The made in the U.S.A. Moto X may be remain stuck in North America as it turns out Europe won’t be getting any Moto X love from Google or Motorola at this time. At launch, the Moto X will be available only in the U.S., Canada, and Latin America starting in late August.
Google-owned Motorola Mobility confirmed to Pocket-lint that Motorola’s flagship smartphone won’t be available in the U.K. or Europe.
The reasoning?

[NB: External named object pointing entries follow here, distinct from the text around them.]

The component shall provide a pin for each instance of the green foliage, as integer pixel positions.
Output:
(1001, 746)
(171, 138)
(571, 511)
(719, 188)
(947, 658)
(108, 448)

It’s one that HTC has used before. Rather than spread its focus thin on many devices, Motorola will try to focus on a single flagship device at this time. In an interview with TechCrunch, Motorola VP of Product Management Lior Ron says that the company will slim down its offerings.
We’ve done a lot of devices before… Now we’re going to do a few — very few. Everyone of those devices is going to really matter for consumers.
So what’s in store for Europe? It’s unclear at this time what Motorola has planned for Europe. Potentially, Motorola may re-brand the recently announced Motorola Droid Ultra, Droid Maxx, and Droid Mini for Verizon Wireless as the Motorola RAZR Ultra, RAZR Maxx, and RAZR Mini for the European markets. This was a strategy that Motorola had employed in the past with the U.S.-based Droid lineup.
Given that the internals and the hardware specs between the new Droid series and the Moto X are very similar, Europeans may not end up missing much. All recently announced Motorola Android-based smartphones come with a 10-megapixel ClearPixel camera, new custom Motorola software enhancements and always-on voice capabilities, as well as the new dual-core X8 chipset.
What Europeans won’t get as a result of not directly bringing the Moto X to that region is the lack of customization. Motorola offers over 2,000 different customization options for the Moto X, turning the flagship into a haute couture of technology at best and a hipster phone at the very least.
Another potential reason why Moto X won’t be coming to Europe is that it’s made in the U.S.A. Motorola is only able to offer a vast array of customization options while at the same time promising a quick turn-around time of around 4 days to deliver the product to North American customers since it will be made and shipped from Motorola’s Texas manufacturing facility, rather than overseas in China or another Asian country. The time and cost to ship from the Texas facility to Europe wouldn’t make sense unless Motorola could build some factories in Europe.
Motorola did hint that the Moto X family will grow, and CEO Dennis Woodside strongly suggested in a CNET interview that a low-cost variant of the Moto X will be coming. Such a model may compete directly with Apple’s budget iPhone 5C. Woodside says that the device could debut on either prepaid networks or emerging markets.